Tepe was impressed. He could see that Aryan had considerable talent and acute observational skills. The picture, which was of his mother, had managed to capture much of Angeliki’s character, even down to her overriding spitefulness. Tepe expressed his admiration and then pulled his interview back on track.
‘So,’ he said, ‘Mehmet was drunk and you were drawing.’
‘My mother fell asleep and at about eight o’clock Mehti went out.’
‘Did he say where he was going?’
‘No, although,’ he hesitated, as if undecided about what he should say next, ‘although I knew that since Dhori’s disappearance he spent a lot of time standing around in the vicinity of the Berishas’ place. I’d seen him myself.’

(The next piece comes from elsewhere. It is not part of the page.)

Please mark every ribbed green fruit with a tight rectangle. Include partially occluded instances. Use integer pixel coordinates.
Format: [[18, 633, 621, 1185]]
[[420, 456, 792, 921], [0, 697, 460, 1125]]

‘But he never did anything,’ Engelushjia interjected. ‘I remember Mother saying she saw one of the Vlora boys outside a couple of times – she thought it might be Mehmet and was afraid. But Rifat wasn’t, he said it was only Mehti and then he laughed. It would explain why he was so fearless.’
‘So it’s well known that Mehti is no threat?’
‘Yes,’ Aryan replied.
‘And yet you, as a family, seem to have quite a reputation,’ Tepe said. ‘Miss Berisha’s parents are frightened of you and the attack on Mr Bajraktar can only have increased their fear.’
‘A
fis
in blood either rules through fear or it perishes,’ Aryan replied gravely. ‘The Vlora boys are feared but in reality it has always been my mother and Mehmet who have been the most enthusiastic.’

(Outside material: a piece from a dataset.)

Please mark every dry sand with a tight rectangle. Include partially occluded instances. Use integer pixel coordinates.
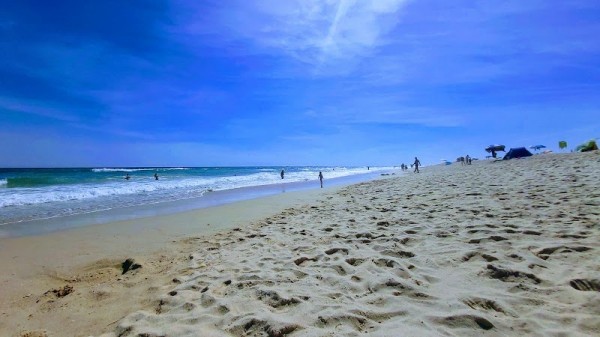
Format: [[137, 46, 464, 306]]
[[0, 151, 600, 337]]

‘But if you didn’t approve, Mr Vlora—’
‘Oh, you think it’s easy to just say you don’t want to play this game any more, do you?’ Suddenly roused to anger, Aryan stood up and started pacing across the room. ‘Sergeant Tepe, do you have any idea what my brother Mehmet would do to me if he came in here now and found Engelushjia here?’
‘Well . . .’
‘He would kill me! Our rules, the Kunan of Lek Dukagjini, demand it! We cannot be cowardly, we cannot show mercy, we cannot even discuss our differences!’ His hands visibly trembling now, Aryan lit a cigarette before sitting back down in his chair. ‘And that suits a madman like Mehmet just fine.’
‘What about Mehti?’
Aryan put his head in his hands. ‘Mehti would like to be like Mehmet but he just isn’t. He’s a fool and, yes,’ he raised his head, ‘I know that he attacked Bajraktar and that he hurt him. But I believe he only did it because he couldn’t bring himself to kill Rifat Berisha – as well as to punish Bajraktar for being an informant. He also did it to impress Mehmet who wanted him to do it. He was actually proud that he had put us in danger from the Bajraktars. Mehmet, I know, relishes being in blood with them. They are a very powerful
fis
, as your Inspector İkmen well knows.’
The connection between İkmen and the transsexual was not something Tepe wanted to discuss right now and so he simply cleared his throat.
‘Mr Vlora and I are thinking about other people that Rifat might have known – people who might have wanted to kill him,’ Engelushjia offered.
‘And yet,’ Tepe persisted, ‘Mehti left this apartment at about eight in the evening and returned when?’